Managers tend to hire people in their own image, but are computer algorithms more objective?
According to a 2015 report from the Chartered Institute of Personnel and Development, recruiters have unconscious bias towards hiring candidates they like and want to spend time with outside of work.
This doesn’t mean that the best candidate gets chosen, so can the latest hiring software do any better?
Automated computer processes, or algorithms, are now commonly used in the initial screening of candidates, zipping through volumes of CVs and application forms, and tirelessly scoring psychometric tests.
Such automated systems are consistent, quicker, more efficient and more cost effective than humans, says Neill Thompson, senior lecturer in occupational and organisational psychology at Northumbria University. “For example, an algorithm-based system used for a graduate scheme in the finance sector where hundreds of applicants apply will immediately sift out those not meeting a given threshold.”
Best for the job?
Artificial Intelligence-based algorithms can also analyse facial expressions, choice of words and speech patterns in video interviews, attempting to measure engagement, motivation and other indicators of high performance behaviour, says Thompson.
Theoretically, they should therefore predict which candidates will perform well in the future, but Thomson says this is questionable, at least for now. “It will be another five years or so before we can compare candidates selected through algorithms against equivalent candidates selected through traditional methods to be sure that those predictions are accurate.”
Chris Rosebert is head of Data Science & A.I at technology recruiter Networkers. He says: “Computer algorithms have the capability to select the best candidates for the job from a technical perspective, but they are notoriously challenged when it comes to accurately gauging communication and teamwork skills.”
Martin Ewings, director of Specialist Markets at recruitment company Experis, points out that recruitment is just as much about finding someone who is the right cultural fit as it is about finding someone with the right skills and experience. “The ‘right fit’ is difficult to incorporate into an algorithm, so the human element of hiring is, and will continue to be, vital.”
Humans build algorithms in the first place, so what happens when they get it wrong? Stephen Cuppello, psychology data analyst at psychometric testing company Thomas International, says that the data input and coding needs to be correct from the start for algorithms to work properly. “It is people who write the job description. Ill-defined roles and unsupported assertions as to what’s important mean that algorithms will easily find the wrong candidate. The old adage ‘garbage in, garbage out’ is key to keep in mind.”
There is some evidence that when properly designed and applied, algorithms can inject objectivity into the hiring process.
“For example, scoring of performance in assessments centre activities has been shown to be more accurate when performed by computers rather than by humans,” says Thomson.
But unconscious bias is still an issue.

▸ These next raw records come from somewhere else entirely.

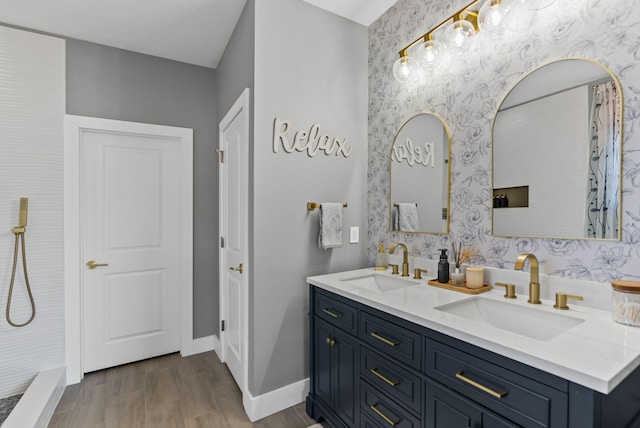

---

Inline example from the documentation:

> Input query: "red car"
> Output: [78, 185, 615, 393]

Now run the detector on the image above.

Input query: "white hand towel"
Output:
[318, 202, 342, 250]
[398, 202, 420, 232]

Rosebert says: “Unconscious bias of human recruiters gets replaced with conscious machine bias. We see algorithms falling into analytical patterns as a result of their programming – they can end up stereotyping just as humans do. We are miles away from a truly cognitive machine that is fool-proof.”
Algorithms also tend to mimic human bias when they analyse and reproduce previous screening and hiring patterns, says Kate Allen, managing director at financial recruiter Allen Associates.
“This was shown in a Vodafone pilot. They wanted to employ more women so they removed gender from their selection criteria. The pilot data showed that, even though plenty of women were applying, they just weren’t getting shortlisted for interview. The algorithms used people analytics based on previous hiring behaviours to predict that other (presumably male) candidates were a better fit for the organisation,” Allen says.
The technology has its blind spots in the finance sector, too, where the gender imbalance at the top is still widely weighted in favour of men.
Allen says: “The technology relies heavily on applicants using certain keywords to describe their personality traits, for example ‘competitive’, but research shows that women are less inclined to use them. This means that the technology may well restrict their chances.”
Recruiting for diversity
It does, however, appear that removing conscious human bias from algorithm’s selection criteria is the right step towards greater workplace diversity.
“Algorithms do have the potential to help employers find candidates that might go unrecognised by current hiring processes,” says Rosebert.
Deloitte were the first large British business to use algorithms to access a more diverse talent pool. Two years ago they adopted a contextual recruitment system for their graduate and school-leavers intake, having recognised that the best people don’t necessarily come from the best universities or from certain socio-economic backgrounds.
The data on candidates’ economic background and personal circumstances allows them to make more informed choices about candidates by considering the context in which they gained their academic achievements. The system also flags disadvantaged candidates who nevertheless performed exceptionally well at school or university.
Algorithms can certainly play an important role in the hiring process. “But the challenge is to ensure they enhance rather than hinder the search, selection and appointment stages,” concludes Allen.
Iwona Tokc-Wilde is a business journalist.